Try resting the slotted spoon (I use a skimmer) over your sink drain, and after agitating the egg a bit, slide the egg into a small bowl.
From class:
"How much is ample? Think of it this way: You can get into all sorts of trouble from a lack of liquid in the bag whereas adding more than you might need has few downsides—other than waste, of course. But much better to use a little too much oil as you learn than damage lovely fresh vegetables and proteins, right?
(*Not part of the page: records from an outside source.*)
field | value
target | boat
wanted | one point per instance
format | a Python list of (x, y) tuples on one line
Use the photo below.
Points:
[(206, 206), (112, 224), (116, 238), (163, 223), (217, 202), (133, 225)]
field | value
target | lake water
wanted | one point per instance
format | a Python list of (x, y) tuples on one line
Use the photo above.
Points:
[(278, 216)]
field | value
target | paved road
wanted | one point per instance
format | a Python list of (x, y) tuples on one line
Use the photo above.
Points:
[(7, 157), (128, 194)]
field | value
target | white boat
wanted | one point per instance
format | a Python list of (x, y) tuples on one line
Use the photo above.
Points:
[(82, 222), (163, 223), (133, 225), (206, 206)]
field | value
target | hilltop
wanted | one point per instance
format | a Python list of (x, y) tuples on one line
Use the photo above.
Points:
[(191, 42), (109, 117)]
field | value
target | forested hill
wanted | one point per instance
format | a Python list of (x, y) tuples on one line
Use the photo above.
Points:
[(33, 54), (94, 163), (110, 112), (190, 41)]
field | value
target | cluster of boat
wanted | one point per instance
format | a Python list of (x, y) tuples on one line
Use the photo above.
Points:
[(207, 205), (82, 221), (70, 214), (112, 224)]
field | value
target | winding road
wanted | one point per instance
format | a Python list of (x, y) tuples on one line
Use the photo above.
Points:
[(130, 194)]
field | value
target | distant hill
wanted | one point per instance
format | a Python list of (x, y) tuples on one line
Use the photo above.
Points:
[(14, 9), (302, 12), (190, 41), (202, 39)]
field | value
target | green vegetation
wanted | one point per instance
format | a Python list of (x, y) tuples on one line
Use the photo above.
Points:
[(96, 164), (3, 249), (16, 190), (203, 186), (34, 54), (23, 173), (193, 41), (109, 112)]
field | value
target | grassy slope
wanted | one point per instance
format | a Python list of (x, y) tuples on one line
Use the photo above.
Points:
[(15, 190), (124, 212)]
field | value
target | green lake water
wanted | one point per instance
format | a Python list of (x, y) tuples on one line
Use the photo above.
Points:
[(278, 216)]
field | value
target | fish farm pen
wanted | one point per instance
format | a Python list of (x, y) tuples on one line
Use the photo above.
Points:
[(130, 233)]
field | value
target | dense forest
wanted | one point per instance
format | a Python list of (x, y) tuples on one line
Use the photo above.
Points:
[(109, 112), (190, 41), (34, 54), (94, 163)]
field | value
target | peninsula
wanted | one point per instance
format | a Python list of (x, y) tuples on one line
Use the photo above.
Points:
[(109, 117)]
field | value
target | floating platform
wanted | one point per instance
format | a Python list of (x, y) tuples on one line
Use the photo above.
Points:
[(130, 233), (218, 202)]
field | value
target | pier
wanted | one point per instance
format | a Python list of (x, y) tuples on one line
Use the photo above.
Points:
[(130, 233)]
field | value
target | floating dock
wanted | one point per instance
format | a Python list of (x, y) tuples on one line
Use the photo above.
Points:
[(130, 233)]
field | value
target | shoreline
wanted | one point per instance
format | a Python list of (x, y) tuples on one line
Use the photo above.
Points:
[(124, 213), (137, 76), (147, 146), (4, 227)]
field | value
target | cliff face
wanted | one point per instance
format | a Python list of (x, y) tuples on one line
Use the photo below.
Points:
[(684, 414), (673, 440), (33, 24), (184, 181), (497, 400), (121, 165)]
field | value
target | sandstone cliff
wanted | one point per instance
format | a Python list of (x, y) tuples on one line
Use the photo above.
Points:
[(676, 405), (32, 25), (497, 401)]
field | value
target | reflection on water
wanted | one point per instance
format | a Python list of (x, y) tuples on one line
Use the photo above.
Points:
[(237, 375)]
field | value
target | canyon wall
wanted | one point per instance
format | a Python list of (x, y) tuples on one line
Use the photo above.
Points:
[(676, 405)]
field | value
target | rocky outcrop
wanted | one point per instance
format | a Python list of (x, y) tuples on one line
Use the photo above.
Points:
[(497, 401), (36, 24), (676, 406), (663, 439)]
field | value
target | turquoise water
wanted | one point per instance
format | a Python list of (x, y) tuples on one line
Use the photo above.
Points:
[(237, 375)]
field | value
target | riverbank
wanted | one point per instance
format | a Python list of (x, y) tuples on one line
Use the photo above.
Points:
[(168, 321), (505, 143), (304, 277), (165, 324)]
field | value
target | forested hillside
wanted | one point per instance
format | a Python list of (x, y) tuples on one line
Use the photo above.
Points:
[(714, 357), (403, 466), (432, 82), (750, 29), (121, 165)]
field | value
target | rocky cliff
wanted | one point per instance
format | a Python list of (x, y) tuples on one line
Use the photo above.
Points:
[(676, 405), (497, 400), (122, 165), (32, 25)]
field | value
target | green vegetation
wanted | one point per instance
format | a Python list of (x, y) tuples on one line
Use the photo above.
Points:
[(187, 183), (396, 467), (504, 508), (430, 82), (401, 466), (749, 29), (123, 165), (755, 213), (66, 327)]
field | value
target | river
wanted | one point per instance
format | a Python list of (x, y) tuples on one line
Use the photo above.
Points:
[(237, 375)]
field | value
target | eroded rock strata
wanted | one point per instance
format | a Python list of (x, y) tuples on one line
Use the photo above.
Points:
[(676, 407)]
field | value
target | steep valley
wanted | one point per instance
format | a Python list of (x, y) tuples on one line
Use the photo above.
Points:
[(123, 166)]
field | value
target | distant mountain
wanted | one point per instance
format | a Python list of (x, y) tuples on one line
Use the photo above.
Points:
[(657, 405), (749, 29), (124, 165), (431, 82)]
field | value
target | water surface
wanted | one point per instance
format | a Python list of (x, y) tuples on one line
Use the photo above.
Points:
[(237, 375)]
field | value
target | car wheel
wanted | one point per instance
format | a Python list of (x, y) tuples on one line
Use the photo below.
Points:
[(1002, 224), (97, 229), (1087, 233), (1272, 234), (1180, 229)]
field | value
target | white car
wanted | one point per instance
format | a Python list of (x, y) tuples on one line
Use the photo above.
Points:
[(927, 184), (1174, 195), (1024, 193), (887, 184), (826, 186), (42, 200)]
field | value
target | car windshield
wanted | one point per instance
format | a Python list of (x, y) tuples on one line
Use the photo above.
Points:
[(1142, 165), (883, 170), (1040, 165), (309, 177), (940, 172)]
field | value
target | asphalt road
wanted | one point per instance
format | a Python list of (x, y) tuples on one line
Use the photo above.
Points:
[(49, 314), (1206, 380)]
After a few trials you'll figure out exactly how much you need."
The easiest way is to gently crack the egg into a small bowl, then scoop it out with your slotted spoon.
I've read elsewhere that adding oil to the bag with aromatics results in the oil absorbing the lions share of the flavor/aroma. Any thoughts on this? Adding oil certainly seems to have other benefits to consider.
I make my own stocks and freeze them in ice cube trays for future use. Found 4 cubes equal 1/4 cup so its easy to use in a recipe. After reading about liquid/oil to bag I was wondering a couple of things. I could add a cube of stock (beef, fish or chicken) to bag and not worry about liquid coming out during vac sealing (food saver) and would that be the kind of liquid to do what is needed. Or do you need oil only or in addition? Can you freeze oil?
awesome !!
WOW!
Please, do you chill only when you don't want to serve immediately?